My father was 19 and my mother 20 when they met on Midway Island, February 9, 1973. 

Mom was the only woman in the squadron training other Navy enlisteds on something to do with the P-3 Orion sub-hunters.

Dad was the only guy on the island who didn't drink gamble or cuss and offered to walk mom to her barracks. They ended up walking the beach and talking all night. Dad shipped out the next day.





They were married June 9, 1973. Four months to the day from when they met. Mom barely had time to sew her wedding dress.
Dad couldn't/wouldn't marry someone who wasn't a Christian, so mom studied up and was baptized at some point before the wedding.

It sounds like a fairy tale. If they had known each other for longer (or known themselves) things may have turned out differently. 
Dad was shipped out three weeks after the wedding and was gone for six months. The first three years of their marriage was spent this way.

When Mom got pregnant she was given an honorable discharge from the Navy and had my oldest brother. 

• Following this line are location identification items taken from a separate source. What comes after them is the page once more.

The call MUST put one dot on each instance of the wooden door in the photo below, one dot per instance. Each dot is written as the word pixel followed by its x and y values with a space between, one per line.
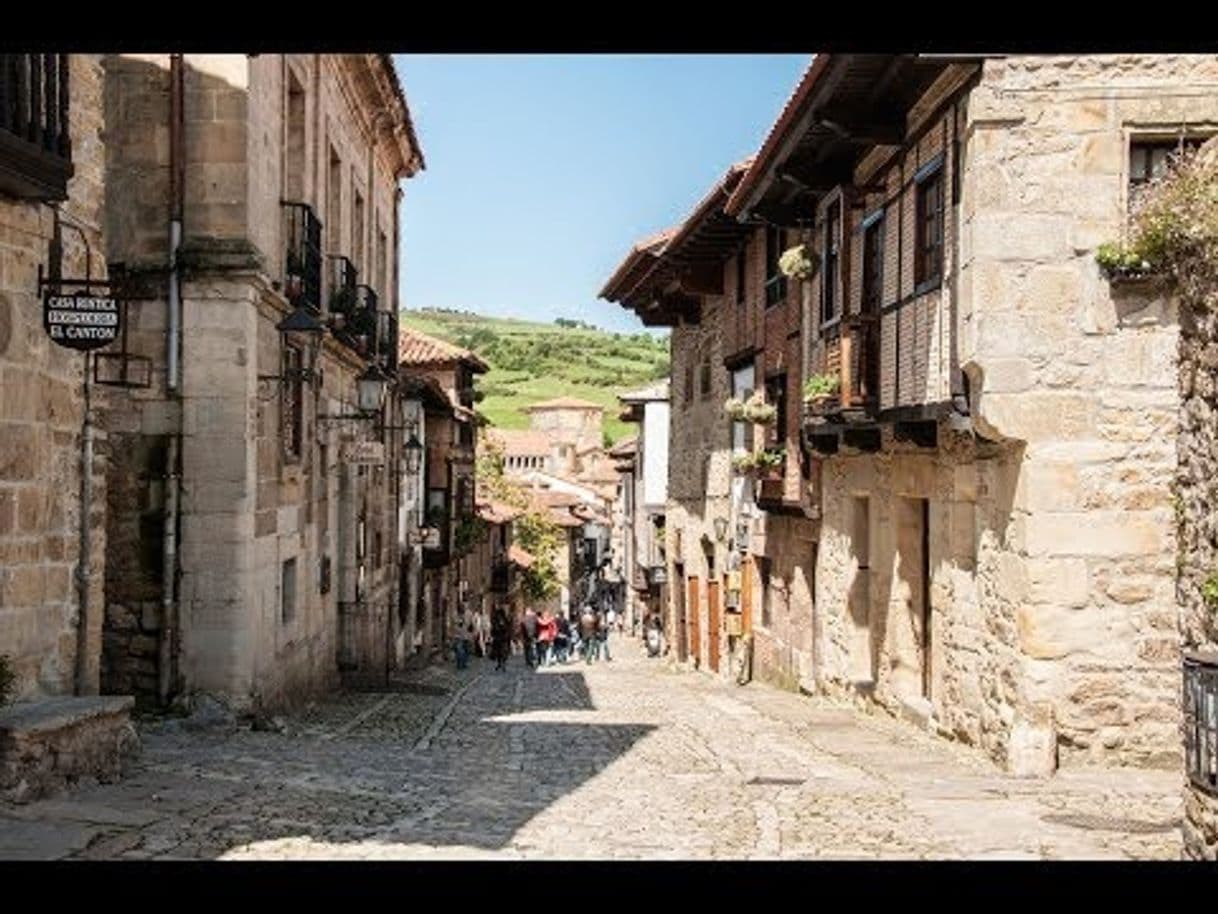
pixel 747 595
pixel 694 628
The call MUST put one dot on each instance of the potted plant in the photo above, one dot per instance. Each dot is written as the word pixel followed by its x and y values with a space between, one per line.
pixel 769 463
pixel 1118 261
pixel 821 388
pixel 744 463
pixel 799 262
pixel 759 411
pixel 733 407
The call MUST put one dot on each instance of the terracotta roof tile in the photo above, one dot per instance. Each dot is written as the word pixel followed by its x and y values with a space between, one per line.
pixel 419 349
pixel 520 442
pixel 520 557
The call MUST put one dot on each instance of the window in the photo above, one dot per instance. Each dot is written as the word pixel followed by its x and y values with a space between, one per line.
pixel 928 243
pixel 288 591
pixel 873 265
pixel 294 152
pixel 831 282
pixel 357 232
pixel 742 389
pixel 776 394
pixel 334 204
pixel 1150 159
pixel 291 410
pixel 739 277
pixel 775 282
pixel 35 149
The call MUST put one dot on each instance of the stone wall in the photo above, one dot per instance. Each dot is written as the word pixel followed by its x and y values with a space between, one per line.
pixel 1196 491
pixel 870 585
pixel 250 511
pixel 1083 373
pixel 699 477
pixel 42 410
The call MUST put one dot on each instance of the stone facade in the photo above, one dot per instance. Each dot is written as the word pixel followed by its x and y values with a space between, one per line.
pixel 288 547
pixel 699 489
pixel 42 414
pixel 1035 617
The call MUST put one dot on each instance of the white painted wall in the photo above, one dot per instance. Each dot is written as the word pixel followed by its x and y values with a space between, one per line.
pixel 655 455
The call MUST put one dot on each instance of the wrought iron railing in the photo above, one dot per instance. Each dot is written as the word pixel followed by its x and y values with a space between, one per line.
pixel 1201 720
pixel 35 146
pixel 302 255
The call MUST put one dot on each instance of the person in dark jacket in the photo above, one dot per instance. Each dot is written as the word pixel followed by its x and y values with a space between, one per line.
pixel 501 636
pixel 529 627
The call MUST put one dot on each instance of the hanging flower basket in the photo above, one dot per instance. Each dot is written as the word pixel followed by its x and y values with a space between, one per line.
pixel 799 262
pixel 821 388
pixel 733 407
pixel 756 410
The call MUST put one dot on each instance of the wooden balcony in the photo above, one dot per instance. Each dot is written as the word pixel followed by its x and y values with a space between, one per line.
pixel 849 354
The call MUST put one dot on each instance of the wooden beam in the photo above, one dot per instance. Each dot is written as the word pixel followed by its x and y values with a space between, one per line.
pixel 703 279
pixel 884 133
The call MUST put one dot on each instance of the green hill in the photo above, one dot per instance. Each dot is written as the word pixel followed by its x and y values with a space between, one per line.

Dad's enlistment was up soon after. They had plans to use their GI bills and balance college classes with jobs and watching the baby, but on a visit to Mom's family in Nebraska Dad's fear of the unknown overwhelmed him and he took a job with an irrigation company. That job wasn't a good fit, so six months later he took a job with Burlington Northern Railroad. His electrical training in the Navy was valuable to the railroad and eventually he was able to work up to Signal Supervisor before he retired. However, in the beginning they were required to move often. Sometimes they averaged moving every 3 months, for 17 years.

During this time they added another boy. Mom wanted to try for a third baby, but it took 5 years for Dad to agree.


So six years after my brother, they had me.


From the outside they/we appeared to be and ideal family. Breadwinner, Homemaker, good strong Boys, and a little Girl. A Faithful Church-going family.

My brothers remember more than i do, but we don't talk about it. i only have snippets of memory and the stories to go by. 

My father was gone monday through friday for years because of the territory he worked on or was in charge of.

There was abuse. There was infidelity.

My mother was raised in an abusive household with a philandering gambling father and had absolutely no coping  mechanisms. Left alone in the plains of Nebraska she unwittingly repeated the pattern she had seen as a child.

Her actions are inexcusable, but in order to love her like God asks me to, I must excuse them. Learning not to repeat some of them is at least as hard.

The years have been hard. My oldest brother fell into drugs and trouble at 16, but was pulled out of it by his baby at 24. My middle brother struggled with anger in his adolescence and had a baby at 22, but is unbelievable successful now. I still get overwhelmed by anger with little warning, but i have the most amazing partner helping me grow in God.

My parents made it 39 years exactly before they decided to officially divorce. Things had been bad for a long time. I never remembered them being good.

My mother has been living as a single woman for a decade. Going to cancun with friends, going to clubs, hanging out with singles - except that she had a house-mate that paid the bills and (oh by the way) was her husband. 

Neither of them has worn a wedding ring for at least 15 years.

The reasons things went bad are complex. Both bear the responsibility for failing. Its easy to take the side of the one that never hit you and never cheated. But is that the best thing to do?

I hate the failure. I hate the fact that they won't let God win. I hate the situation, even though i have longed for it since i knew what divorce was.

it is exhausting to think about all of these things. i have more to write, but it will have to wait for another time.